BAD MANNERS, BAD HABITS, ANNOYING DRIVERS

Have you noticed how good manners are hard to find these days? With the kinetic pace of this electronic age, there seems to be little time, patience or interest in basic niceties. The “Please” and “Thank You” that were so ingrained growing up just aren’t there anymore. Maybe I’m being overly sensitive, but this callous disregard for common courtesies annoys me, especially when it comes to drivers’ habits.

Rarely does a day go by that I don’t witness a rude move by another driver. A little thing like a car cutting in front of me without using a turn signal is annoying to me. It’s a seemingly minor thing, but it’s discourteous and potentially dangerous. What’s so hard about placing a finger on the stalk and engaging a turn signal for a few quick flashes? Is the other driver too busy talking on his cell phone or texting to drive properly?

It doesn’t take long to make a list. Here’s what I’ve seen just recently:

- I am already driving 5 mph over the speed limit, and someone feels they have to tailgate behind me because I’m just not going fast enough. Pass me, or leave me alone.

- There is the driver that knows there is a red light ahead. They either feel that they have to tailgate, or worse yet, they floor it to pass me, then cut me off and slam on their brakes, stopping just in time for the red light. These are the same drivers that have to pass, and then cut in to make an immediate turn. They just can’t wait a few seconds.

- If someone in front of me is going too slow, I turn on my turn signal to begin to pass, and they speed up to prevent it. It’s not a race!

- What about the driver that stays in the passing lane, with his right hand turn signal permanently left flashing, but never returns to the travel lane? It’s illegal and unsafe for me to pass on the right, but what choice do I have? If anything happens, I’m to blame.


- I find the driver with the hand on the horn aggravating. It’s unnecessary to
blow the horn for every move; when making a turn, rounding a bend or whenever another car is in sight. It’s jarring and rude to other drivers.

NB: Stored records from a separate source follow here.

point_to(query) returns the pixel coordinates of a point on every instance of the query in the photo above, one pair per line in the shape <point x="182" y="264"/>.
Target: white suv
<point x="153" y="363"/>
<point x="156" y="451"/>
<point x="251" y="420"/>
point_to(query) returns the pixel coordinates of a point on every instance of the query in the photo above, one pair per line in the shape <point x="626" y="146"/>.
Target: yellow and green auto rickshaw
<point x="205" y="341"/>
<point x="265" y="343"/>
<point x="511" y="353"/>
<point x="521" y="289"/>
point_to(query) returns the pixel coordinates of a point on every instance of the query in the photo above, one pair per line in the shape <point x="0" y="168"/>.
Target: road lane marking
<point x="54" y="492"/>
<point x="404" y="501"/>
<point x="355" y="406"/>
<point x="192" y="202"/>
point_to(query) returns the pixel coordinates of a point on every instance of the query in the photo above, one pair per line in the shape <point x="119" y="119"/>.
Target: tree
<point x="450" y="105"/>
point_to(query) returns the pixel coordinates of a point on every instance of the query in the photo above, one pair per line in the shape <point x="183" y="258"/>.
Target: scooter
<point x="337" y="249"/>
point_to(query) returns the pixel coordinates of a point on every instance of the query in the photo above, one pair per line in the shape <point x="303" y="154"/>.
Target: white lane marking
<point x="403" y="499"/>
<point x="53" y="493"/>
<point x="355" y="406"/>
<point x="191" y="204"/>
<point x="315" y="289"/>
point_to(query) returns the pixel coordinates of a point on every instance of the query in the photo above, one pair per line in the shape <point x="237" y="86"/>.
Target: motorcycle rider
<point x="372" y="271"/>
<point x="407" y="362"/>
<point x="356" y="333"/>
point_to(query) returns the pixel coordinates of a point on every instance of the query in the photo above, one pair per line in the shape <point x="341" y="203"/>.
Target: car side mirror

- Then there is the uncaring shopper in the parking lot of the grocery store.
Don’t place your bags on my car while you open your door, don’t rest your shopping cart against my door, and don’t use my car’s door as a door stop as you swing yours open. It’s selfish and inconsiderate, not to mention that it’s downright destructive.

This is just a partial list, I’m sure that you have your own. There’s no need to be rude behind the wheel. A little courtesy while driving makes the highways a more pleasant place, not to mention a much safer place to travel. Please and thank you!